Session 2: High-dimensional inference: assumption-lean or assumption-laden? – Conference on Statistical Learning and Data Science / Nonparametric Statistics

Session title: High-dimensional inference: assumption-lean or assumption-laden?
Organizer: Ryan Tibshirani (CMU)
Chair: Jelena Bradic (UCSD)
Time: June 4^th, 9:00-10:30am
Location: VEC 902/903

Speech 1: Inferential goals, targets, and principles in high-dimensional regression
Speaker: Todd Kuffner (Washington U)
Abstract: This talk will focus more on theory than methodology. We will analyze the inferential goals, the targets of inference, and the various principles employed to justify prominent methodologies. A new perspective, motivated by philosophy of science, will be presented on how to discern between competing inferential procedures for high-dimensional regression.

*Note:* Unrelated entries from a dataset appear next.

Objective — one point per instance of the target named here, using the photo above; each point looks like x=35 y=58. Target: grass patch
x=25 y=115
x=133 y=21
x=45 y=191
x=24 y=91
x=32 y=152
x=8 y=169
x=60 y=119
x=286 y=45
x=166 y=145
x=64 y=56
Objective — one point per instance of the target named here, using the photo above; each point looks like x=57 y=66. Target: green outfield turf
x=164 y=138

Speech 2: Should We Model X in High-Dimensional Inference?
Speaker: Lucas Janson (Harvard)
Abstract: For answering questions about the relationship between a response variable Y and a set of explanatory variables X, most statistical methods focus their assumptions on the conditional distribution of Y given X (or Y | X for short). I will describe some benefits of shifting those assumptions from the conditional distribution Y | X to the joint distribution of X, especially for high-dimensional data. First, modeling X can lead to assumptions that are more realistic and verifiable. Second, there are substantial methodological payoffs in terms of much greater flexibility in the tools an analyst can bring to bear on their data while also being guaranteed exact (non-asymptotic) inference. I will briefly mention some of my recent and ongoing work on methods for high-dimensional inference that model X instead of Y, as well as some challenges and interesting directions for the future.

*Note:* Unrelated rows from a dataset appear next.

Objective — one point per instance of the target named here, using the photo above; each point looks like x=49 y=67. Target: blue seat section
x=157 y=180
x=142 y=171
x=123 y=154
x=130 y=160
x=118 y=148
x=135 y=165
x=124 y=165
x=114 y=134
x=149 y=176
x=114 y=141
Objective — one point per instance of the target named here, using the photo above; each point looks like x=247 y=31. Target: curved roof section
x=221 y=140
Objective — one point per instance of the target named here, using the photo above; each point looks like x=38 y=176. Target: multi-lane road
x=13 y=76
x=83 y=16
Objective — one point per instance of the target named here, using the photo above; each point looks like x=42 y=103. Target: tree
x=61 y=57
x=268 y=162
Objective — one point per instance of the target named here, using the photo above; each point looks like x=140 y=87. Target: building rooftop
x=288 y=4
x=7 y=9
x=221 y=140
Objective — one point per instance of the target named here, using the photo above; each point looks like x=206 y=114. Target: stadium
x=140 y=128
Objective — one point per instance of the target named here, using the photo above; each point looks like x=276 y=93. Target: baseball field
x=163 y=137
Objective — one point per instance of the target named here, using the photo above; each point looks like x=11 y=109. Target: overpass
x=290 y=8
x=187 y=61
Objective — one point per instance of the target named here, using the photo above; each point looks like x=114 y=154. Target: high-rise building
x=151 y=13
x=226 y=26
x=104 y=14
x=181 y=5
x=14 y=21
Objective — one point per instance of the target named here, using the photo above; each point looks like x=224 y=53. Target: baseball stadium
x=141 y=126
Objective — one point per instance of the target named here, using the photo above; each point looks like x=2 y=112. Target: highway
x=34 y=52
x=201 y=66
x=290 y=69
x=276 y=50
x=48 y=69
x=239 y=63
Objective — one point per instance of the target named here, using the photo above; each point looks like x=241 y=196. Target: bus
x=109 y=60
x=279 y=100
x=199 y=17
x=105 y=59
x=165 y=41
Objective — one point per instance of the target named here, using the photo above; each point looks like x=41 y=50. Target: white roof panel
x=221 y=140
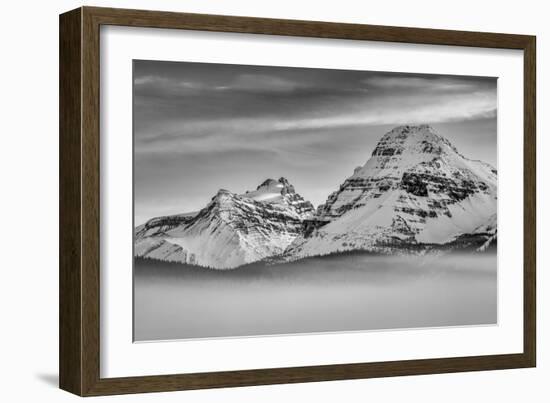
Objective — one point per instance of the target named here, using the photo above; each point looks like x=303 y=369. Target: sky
x=201 y=127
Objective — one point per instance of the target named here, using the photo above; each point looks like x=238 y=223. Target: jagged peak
x=418 y=138
x=281 y=185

Speech 3: Towards a Better Understanding of “High-Dimensional” Linear Least Squares Regression
Speaker: Andreas Buja (U Penn)
Abstract: High-dimensional regression is conventionally interpreted as an optimization problem of, most commonly, a penalized or constrained LS criterion. Instead, we propose to reinterpret high-dimensional regression as follows: Data is first explored either in a principled way (e.g., lasso or best subset selection) or in an exploratory/unprincipled way to select a manageable set of variables; subsequently the reduced data are subjected to linear regression. The final set of variables is often much smaller than the sample size and
the total number of initial variables. We will treat the combination of both steps as forming high-dimensional linear regression. A first question we consider is to ask what the nature of the OLS estimator is if regressors have been subselected by some variable selection procedure. We answer this question in full generality by proving a deterministic uniform-in-model result about linear regression, and this provides an interpretation of what is being estimated irrespective of the data-dependent variable selection procedure.A second question we consider is how to perform statistical inference using the OLS estimator obtained from a variable selection procedure. This problem is exactly the problem of valid Post-Selection Inference (PoSI). This talk will focus on an approach to PoSI based on an asymptotic linear representation and a high-dimensional central limit theorem.All our results are proved without assuming any probability models, and they allow for non-identically distributed random vectors. In addition, they apply equally to independent and functionally dependent data. Finally, our results do not require any sparsity assumptions. Joint work with the Wharton Linear Models Group including Lawrence
Brown, Edward George and Linda Zhao. Some of this talk is based on https://arxiv.org/abs/1802.05801.